“Ugly Betty” made a difference while on air
April 19, 2010 · Print This Article
ASSOCIATED PRESS
MIAMI – During its four-year run, Ugly Betty skewered the New York fashion world while nabbing celebrity cameos from the likes of Lindsay Lohan, Isaac Mizrahi and Shakira.
America Ferrera, played the plucky but style-challenged Betty Suarez, into a household name. Her latent led her to land a Peabody Award.
The hour long series ranked among the rare network programs to take on issues such as gay teenagers, body image and illegal immigration.
The show contrasts Betty’s career at Mode with her working-class Mexican immigrant family, including her widowed father, Ignacio; her impulsive older sister, Hilda; and her theater-loving, fashion-obsessed nephew, Justin – who realized his sexual preference during the past season.

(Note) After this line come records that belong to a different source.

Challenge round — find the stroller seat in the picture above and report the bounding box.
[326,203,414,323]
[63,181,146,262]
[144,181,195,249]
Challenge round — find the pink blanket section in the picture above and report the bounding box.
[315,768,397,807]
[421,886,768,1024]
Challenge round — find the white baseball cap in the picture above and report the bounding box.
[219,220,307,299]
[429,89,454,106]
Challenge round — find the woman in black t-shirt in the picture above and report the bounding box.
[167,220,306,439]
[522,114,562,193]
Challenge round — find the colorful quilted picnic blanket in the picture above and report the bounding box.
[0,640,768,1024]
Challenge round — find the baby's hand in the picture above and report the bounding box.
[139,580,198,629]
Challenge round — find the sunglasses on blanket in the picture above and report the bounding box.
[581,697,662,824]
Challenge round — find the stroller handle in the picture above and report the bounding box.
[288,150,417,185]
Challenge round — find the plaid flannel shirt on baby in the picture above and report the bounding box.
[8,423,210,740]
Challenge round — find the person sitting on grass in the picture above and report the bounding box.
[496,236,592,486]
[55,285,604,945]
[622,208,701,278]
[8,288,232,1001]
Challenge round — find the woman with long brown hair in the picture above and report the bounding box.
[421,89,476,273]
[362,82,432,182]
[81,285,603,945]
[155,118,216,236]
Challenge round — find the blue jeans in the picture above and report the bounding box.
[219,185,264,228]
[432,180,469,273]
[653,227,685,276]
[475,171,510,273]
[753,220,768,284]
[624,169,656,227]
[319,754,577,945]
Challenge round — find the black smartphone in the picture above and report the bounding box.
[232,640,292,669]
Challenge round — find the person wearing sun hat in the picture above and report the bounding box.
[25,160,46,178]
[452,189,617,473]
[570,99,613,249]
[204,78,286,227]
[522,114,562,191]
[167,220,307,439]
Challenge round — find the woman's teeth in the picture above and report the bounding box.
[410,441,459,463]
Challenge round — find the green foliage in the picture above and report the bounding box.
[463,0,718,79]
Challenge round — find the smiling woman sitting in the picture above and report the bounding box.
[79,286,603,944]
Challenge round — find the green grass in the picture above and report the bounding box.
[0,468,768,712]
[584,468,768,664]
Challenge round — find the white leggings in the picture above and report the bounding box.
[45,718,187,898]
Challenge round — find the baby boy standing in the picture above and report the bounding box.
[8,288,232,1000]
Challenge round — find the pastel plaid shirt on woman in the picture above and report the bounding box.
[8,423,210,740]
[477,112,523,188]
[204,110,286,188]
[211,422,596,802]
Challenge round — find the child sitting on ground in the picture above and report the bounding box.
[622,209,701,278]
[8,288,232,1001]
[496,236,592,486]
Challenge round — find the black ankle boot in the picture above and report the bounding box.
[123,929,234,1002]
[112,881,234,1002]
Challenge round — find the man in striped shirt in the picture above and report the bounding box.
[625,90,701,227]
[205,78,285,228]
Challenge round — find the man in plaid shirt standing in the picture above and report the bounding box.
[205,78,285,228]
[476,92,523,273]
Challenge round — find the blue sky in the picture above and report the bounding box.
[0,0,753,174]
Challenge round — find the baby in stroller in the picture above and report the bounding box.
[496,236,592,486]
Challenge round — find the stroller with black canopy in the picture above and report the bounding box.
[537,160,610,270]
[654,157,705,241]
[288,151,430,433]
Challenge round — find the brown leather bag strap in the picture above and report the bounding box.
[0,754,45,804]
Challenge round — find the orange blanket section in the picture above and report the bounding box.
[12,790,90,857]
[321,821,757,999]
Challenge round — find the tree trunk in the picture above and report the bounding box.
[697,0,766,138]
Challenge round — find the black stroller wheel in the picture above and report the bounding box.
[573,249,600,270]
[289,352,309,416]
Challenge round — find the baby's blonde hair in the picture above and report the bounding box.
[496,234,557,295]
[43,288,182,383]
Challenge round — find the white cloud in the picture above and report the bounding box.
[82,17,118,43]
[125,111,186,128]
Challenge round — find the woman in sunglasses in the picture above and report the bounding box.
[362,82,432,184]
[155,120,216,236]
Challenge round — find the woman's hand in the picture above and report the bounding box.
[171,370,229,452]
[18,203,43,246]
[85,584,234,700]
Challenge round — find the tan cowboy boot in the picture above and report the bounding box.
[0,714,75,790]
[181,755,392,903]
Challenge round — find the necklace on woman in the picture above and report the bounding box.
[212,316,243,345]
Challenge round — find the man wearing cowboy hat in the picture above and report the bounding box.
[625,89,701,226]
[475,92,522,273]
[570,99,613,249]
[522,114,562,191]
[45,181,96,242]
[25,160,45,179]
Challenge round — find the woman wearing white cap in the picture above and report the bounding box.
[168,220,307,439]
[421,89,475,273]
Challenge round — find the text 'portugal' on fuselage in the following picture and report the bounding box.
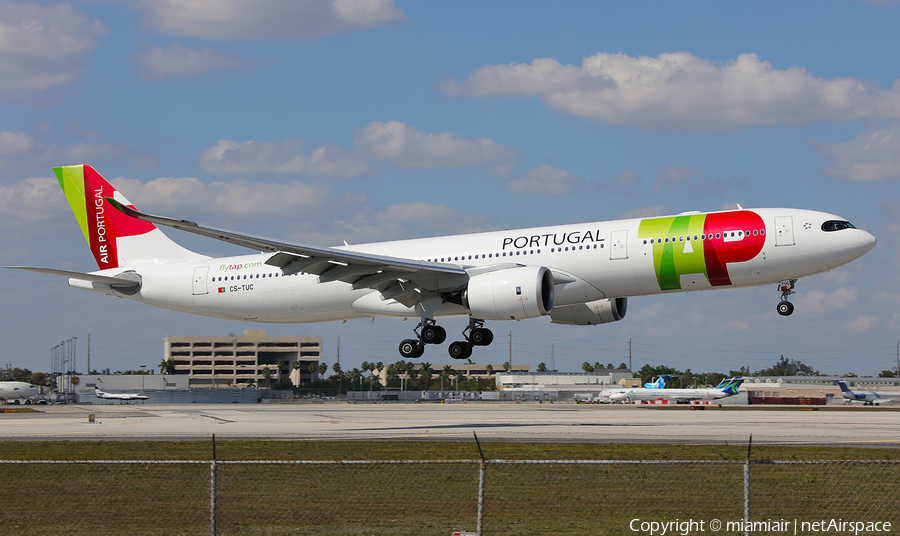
[11,165,875,359]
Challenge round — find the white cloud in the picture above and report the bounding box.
[110,177,332,220]
[0,132,35,157]
[293,201,491,244]
[137,0,406,39]
[797,287,859,315]
[0,177,63,229]
[0,124,156,173]
[810,124,900,182]
[355,121,518,168]
[200,121,518,178]
[0,1,106,92]
[134,43,259,80]
[653,165,740,196]
[200,140,370,178]
[439,52,900,131]
[506,165,585,196]
[847,315,878,333]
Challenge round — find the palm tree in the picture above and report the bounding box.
[441,365,456,391]
[291,360,303,385]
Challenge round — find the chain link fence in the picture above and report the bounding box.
[0,460,900,536]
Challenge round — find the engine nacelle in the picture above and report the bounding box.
[550,298,628,326]
[463,266,553,320]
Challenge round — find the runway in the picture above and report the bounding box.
[0,402,900,447]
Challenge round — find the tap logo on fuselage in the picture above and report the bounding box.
[638,210,766,290]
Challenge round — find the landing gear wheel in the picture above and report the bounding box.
[400,339,425,359]
[777,301,794,316]
[422,324,447,344]
[447,341,472,359]
[469,328,494,346]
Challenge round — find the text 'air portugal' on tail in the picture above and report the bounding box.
[53,165,201,270]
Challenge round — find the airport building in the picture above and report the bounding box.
[164,329,322,389]
[496,369,641,400]
[376,363,531,385]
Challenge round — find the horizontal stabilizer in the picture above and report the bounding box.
[4,266,141,294]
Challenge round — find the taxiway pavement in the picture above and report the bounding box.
[0,402,900,447]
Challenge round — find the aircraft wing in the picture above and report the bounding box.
[106,198,472,306]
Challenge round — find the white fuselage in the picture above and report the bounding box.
[600,389,731,403]
[69,209,875,323]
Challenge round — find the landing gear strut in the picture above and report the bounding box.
[399,318,447,359]
[447,317,494,359]
[776,279,797,316]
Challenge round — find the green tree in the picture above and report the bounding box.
[756,354,820,376]
[291,359,303,385]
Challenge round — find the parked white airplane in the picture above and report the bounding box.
[600,378,744,404]
[7,165,875,359]
[838,380,900,406]
[94,388,150,400]
[0,382,38,404]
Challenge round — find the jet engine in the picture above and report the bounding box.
[550,298,628,326]
[463,266,553,320]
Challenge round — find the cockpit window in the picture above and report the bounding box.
[822,220,856,231]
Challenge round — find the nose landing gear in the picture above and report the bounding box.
[776,279,797,316]
[399,318,494,359]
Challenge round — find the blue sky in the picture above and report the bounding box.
[0,0,900,375]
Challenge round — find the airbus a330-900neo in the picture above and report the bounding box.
[5,165,875,359]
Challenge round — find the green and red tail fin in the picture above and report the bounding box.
[53,165,206,270]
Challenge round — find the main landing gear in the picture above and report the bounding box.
[447,317,494,359]
[400,318,447,359]
[776,279,797,316]
[400,318,494,359]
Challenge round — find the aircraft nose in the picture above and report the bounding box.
[859,229,878,256]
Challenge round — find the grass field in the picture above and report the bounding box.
[0,441,900,535]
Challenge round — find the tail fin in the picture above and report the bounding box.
[718,378,744,396]
[53,165,202,270]
[644,374,670,389]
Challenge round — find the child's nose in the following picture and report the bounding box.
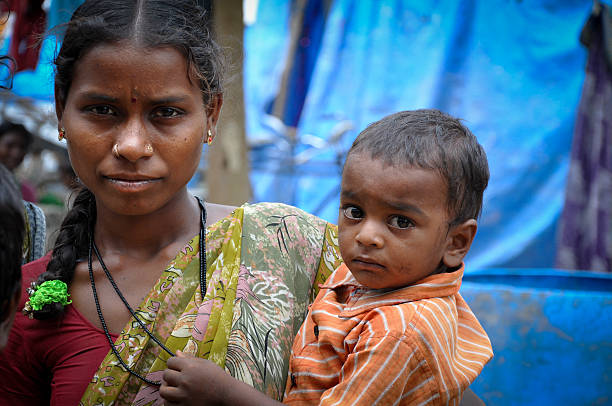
[355,218,384,248]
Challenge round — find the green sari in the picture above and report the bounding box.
[80,203,341,406]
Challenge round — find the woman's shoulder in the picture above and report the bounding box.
[21,252,51,291]
[241,202,328,225]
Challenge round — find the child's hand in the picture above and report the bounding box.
[159,351,235,406]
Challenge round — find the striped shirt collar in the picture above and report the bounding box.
[321,264,464,317]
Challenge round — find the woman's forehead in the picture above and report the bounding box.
[71,43,200,96]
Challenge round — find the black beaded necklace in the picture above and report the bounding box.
[87,197,206,386]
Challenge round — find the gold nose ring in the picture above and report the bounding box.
[113,144,121,159]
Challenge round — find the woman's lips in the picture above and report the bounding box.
[104,176,161,192]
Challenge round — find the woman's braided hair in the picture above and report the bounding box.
[32,0,225,319]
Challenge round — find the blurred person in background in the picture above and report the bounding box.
[0,165,25,350]
[0,121,37,203]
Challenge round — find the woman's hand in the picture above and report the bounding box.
[159,351,280,406]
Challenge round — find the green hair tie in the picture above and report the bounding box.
[23,279,72,317]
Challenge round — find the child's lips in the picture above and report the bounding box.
[351,257,385,271]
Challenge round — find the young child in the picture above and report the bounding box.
[160,110,493,405]
[0,164,25,350]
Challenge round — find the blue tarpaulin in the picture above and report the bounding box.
[2,0,592,269]
[245,0,592,269]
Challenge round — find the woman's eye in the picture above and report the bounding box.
[389,216,414,228]
[153,107,182,118]
[342,206,363,220]
[88,106,115,116]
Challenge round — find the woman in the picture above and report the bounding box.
[0,0,339,405]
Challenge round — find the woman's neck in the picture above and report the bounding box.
[94,190,200,258]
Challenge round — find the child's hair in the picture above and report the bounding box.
[347,109,489,226]
[0,164,25,322]
[33,0,224,319]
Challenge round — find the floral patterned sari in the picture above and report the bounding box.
[80,203,341,406]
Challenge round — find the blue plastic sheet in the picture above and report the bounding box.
[245,0,592,269]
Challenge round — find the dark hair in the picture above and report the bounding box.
[0,121,34,149]
[55,0,224,105]
[33,0,224,319]
[347,109,489,226]
[0,164,25,322]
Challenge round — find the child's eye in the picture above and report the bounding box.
[87,105,115,116]
[389,216,414,228]
[153,107,183,118]
[342,206,363,220]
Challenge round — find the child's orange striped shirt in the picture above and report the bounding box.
[284,265,493,405]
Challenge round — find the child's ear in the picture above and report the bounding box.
[442,219,478,268]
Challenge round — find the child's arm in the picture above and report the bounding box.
[159,351,281,406]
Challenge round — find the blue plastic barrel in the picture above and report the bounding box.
[460,269,612,406]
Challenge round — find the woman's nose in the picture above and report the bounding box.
[355,218,385,248]
[113,119,153,162]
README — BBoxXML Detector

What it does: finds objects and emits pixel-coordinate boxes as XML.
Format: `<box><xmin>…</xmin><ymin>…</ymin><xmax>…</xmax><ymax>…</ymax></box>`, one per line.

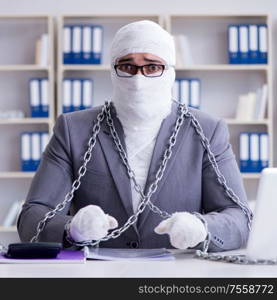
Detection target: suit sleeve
<box><xmin>196</xmin><ymin>120</ymin><xmax>251</xmax><ymax>251</ymax></box>
<box><xmin>17</xmin><ymin>115</ymin><xmax>73</xmax><ymax>245</ymax></box>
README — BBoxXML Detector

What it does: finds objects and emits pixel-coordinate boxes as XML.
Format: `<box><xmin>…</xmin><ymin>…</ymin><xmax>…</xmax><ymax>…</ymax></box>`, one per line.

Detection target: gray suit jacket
<box><xmin>17</xmin><ymin>103</ymin><xmax>249</xmax><ymax>251</ymax></box>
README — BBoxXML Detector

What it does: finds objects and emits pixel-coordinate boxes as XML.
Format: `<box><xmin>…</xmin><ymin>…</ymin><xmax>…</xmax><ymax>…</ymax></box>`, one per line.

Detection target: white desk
<box><xmin>0</xmin><ymin>251</ymin><xmax>277</xmax><ymax>278</ymax></box>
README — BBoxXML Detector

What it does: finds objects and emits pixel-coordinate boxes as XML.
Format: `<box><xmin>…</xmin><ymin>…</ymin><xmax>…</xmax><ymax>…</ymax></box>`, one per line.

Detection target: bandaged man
<box><xmin>18</xmin><ymin>21</ymin><xmax>249</xmax><ymax>251</ymax></box>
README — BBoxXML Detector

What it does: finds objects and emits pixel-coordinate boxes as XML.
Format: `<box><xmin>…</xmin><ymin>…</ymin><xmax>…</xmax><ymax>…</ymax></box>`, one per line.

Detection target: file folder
<box><xmin>63</xmin><ymin>79</ymin><xmax>73</xmax><ymax>113</ymax></box>
<box><xmin>72</xmin><ymin>79</ymin><xmax>82</xmax><ymax>111</ymax></box>
<box><xmin>21</xmin><ymin>132</ymin><xmax>32</xmax><ymax>172</ymax></box>
<box><xmin>189</xmin><ymin>79</ymin><xmax>200</xmax><ymax>109</ymax></box>
<box><xmin>239</xmin><ymin>132</ymin><xmax>250</xmax><ymax>173</ymax></box>
<box><xmin>40</xmin><ymin>78</ymin><xmax>49</xmax><ymax>118</ymax></box>
<box><xmin>81</xmin><ymin>79</ymin><xmax>92</xmax><ymax>109</ymax></box>
<box><xmin>260</xmin><ymin>133</ymin><xmax>269</xmax><ymax>170</ymax></box>
<box><xmin>172</xmin><ymin>79</ymin><xmax>180</xmax><ymax>102</ymax></box>
<box><xmin>180</xmin><ymin>79</ymin><xmax>190</xmax><ymax>106</ymax></box>
<box><xmin>228</xmin><ymin>25</ymin><xmax>239</xmax><ymax>64</ymax></box>
<box><xmin>72</xmin><ymin>25</ymin><xmax>82</xmax><ymax>64</ymax></box>
<box><xmin>81</xmin><ymin>25</ymin><xmax>93</xmax><ymax>64</ymax></box>
<box><xmin>249</xmin><ymin>133</ymin><xmax>260</xmax><ymax>173</ymax></box>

“Having this family at the center of the show made it normal to watch a Latino family in a non-stereotypical way,” Ferrera said.
The absence of the series will leave a void, said Lisa Navarrete, a vice president of the National Council of La Raza.
“You don’t have a lot of Latino-themed shows on TV,” she said, “so, when we lose Ugly Betty, we will have a major loss.”
Navarrete noted that George Lopez paved the way for Ugly Betty in 2002 with his Bill Cosby-style family sitcom, but she called Ugly Betty edgier.
The brainchild of producer Silvio Horta and actress and producer Salma Hayek, the show was based on a popular Colombian telenovela.
More than 10,000 Facebook fans from as far as England, the Philippines and Bangladesh have begged ABC not to cancel the show since the network announced that this season would be its last, following a decline in ratings and an ever-changing schedule.
Shortly after the height of the immigration debate, the show followed Betty’s father as he confessed to his American-born children that he had been living in the United States illegally.
Navarrete said, “The plotline illustrated the complexity of the lives of many undocumented immigrants who are otherwise integrated into American life.
“You have a lot of families like Ugly Betty, where you have U.S. born-children whose parents have undocumented status.”
More groundbreaking was the show’s handling of its gay and transgender characters, said Jarett Barrios, president of the Gay & Lesbian Alliance Against Defamation.
Although initially played for laughs, Ugly Betty provided a sympathetic portrait of Meade scion Alex, who transforms into the stunning Alexis.
And it followed the bumpy love life of Mode’s gay fashion assistant, Marc St. James.
Mostly, though, the series showed how Betty’s family accepted without fanfare Justin’s love of musicals and the latest fashion trends a tacit acceptance of his sexuality. Then, in this final season, Justin got his first kiss with a boy.
Too often, Barrios said, gay characters are depicted on television as adults without families.
“A gay teen is also a son, a nephew, a grandson,” he said. “As a man who is both Latino and gay (and a father), I liked the show because it depicted really my own experience and that of so many others in the United States.”
The show paved the way, Barrios said, for network depictions of gay teens and families in shows such as Glee, Brothers & Sisters and Modern Family.
“There are certain things that people just don’t expect anyone on television to talk about,” Ferrera said, “and whenever we dared to go there, it would make some people uncomfortable. But the only way to really make an impact and to inspire people to think is to venture into risky territory.”
In leaving the show, Ferrera said, she looks forward to other projects.
She will serve, for example, as an executive producer of Pedro & Maria, a multicultural telenovela in development for MTV and various Web platforms.
In theaters these days, she provides the voice of a Viking bombshell in How To Train Your Dragon.
“I think, from the beginning, I had a concern that we wouldn’t get enough time to kind of complete her transformation,” she said of Betty. “Could it keep on going? Maybe.”